You could say the same thing for convoluted scripts, rushed out by the dozens after the popularity of film noir sprang up in the 1940's. This poverty row thriller offers some second string leads and sidekick character actors in the leads-former A star Richard Arlen and hard-boiled Veda Ann Borg headlining a puzzling story involving a private eye, a dame, a supposed missing husband and a fraud scheme.There's some decent dialog, a great car chase in the middle of nowhere and some interesting characterizations, but the plot and action are so all over the map, you need a compass to figure it all out. The supporting cast is entirely made up of unknowns, taking away from the sense of familiarity that you get from most old B movies. When they start showing the map of Arlen's trip and end up in Mesa, Arizona, I had to remind myself of my tag-line for the wretched horror film "Mesa of Lost Women", which like this, I referred to as a "Mess of a bad movie". That plot twist alone makes this seem like a separate film than the first half. The only accomplice to this is two thumbs down.
Richard Arlen steps into Humphrey Bogart's shoes as a hardboiled private detective who gets hired by his former flame Veda Ann Borg to find her missing husband Edward Earle. Some years earlier Borg left Arlen flat at the altar as she traded upward to marry a man with money. Earle's got it all right and may have a love nest going with Marjorie Manners.He also has a mink farm and a body with his head blown off with a shotgun is identified by Borg. The local sheriff Archie Twitchell thinks that Arlen might well be an Accomplice to Earle's murder.Several homicides later we learn the solution. Richard Arlen's Simon Lash has a lot in common with Humphrey Bogart's Sam Spade.This PRC film has the usual cheapness associated with Poverty Row. But they have an intriguing film. And you'll love as much as I did two desert rats in Francis Ford and Earle Hodgins and the racket they've got going.

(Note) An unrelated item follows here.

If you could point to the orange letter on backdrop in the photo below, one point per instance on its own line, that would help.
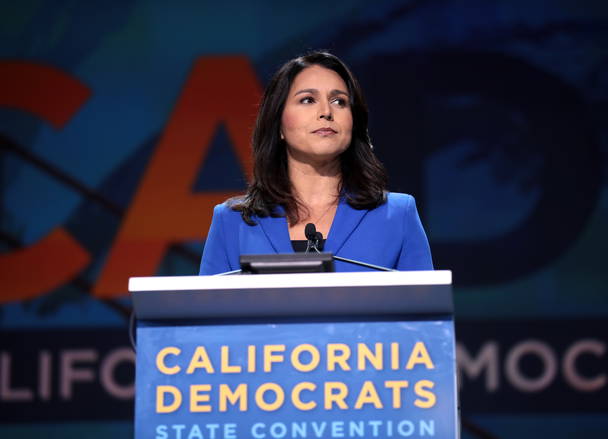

There are a couple of B-noir movies--Shack Out on 101 comes to mind--that sometimes entertain with their low-budgetness. Sometimes, like in Detour, they absoltely shine.Accomplice has a good, writerly story in there somewhere. I gather from the credits it's from some serial novel about a private detective. But the writerly touches are so buried in the low budget and crummy acting that it's hard to find it. Still--it flashes through sometimes. An eccentric desert castle for the denouement. A detective who loves old books and Jesse James mythology. Some cool location shots in Lancaster. Chase scenes along Route 66. Some potentially interesting flirtation between old lovers and new lovers.But it never comes together as the movie races along (only 60 minutes!) and the actors try to find the camera. There's also a great blooper where the lead PI ends a scene forgetting his line: "Better take your sleeping pills, it's a long way to....(pause) uh...." CUT.Guess they missed that one in the editing room. Nonetheless, some lowbudget guilty fun, highlighting the thing line between bad/good and just bad/bad.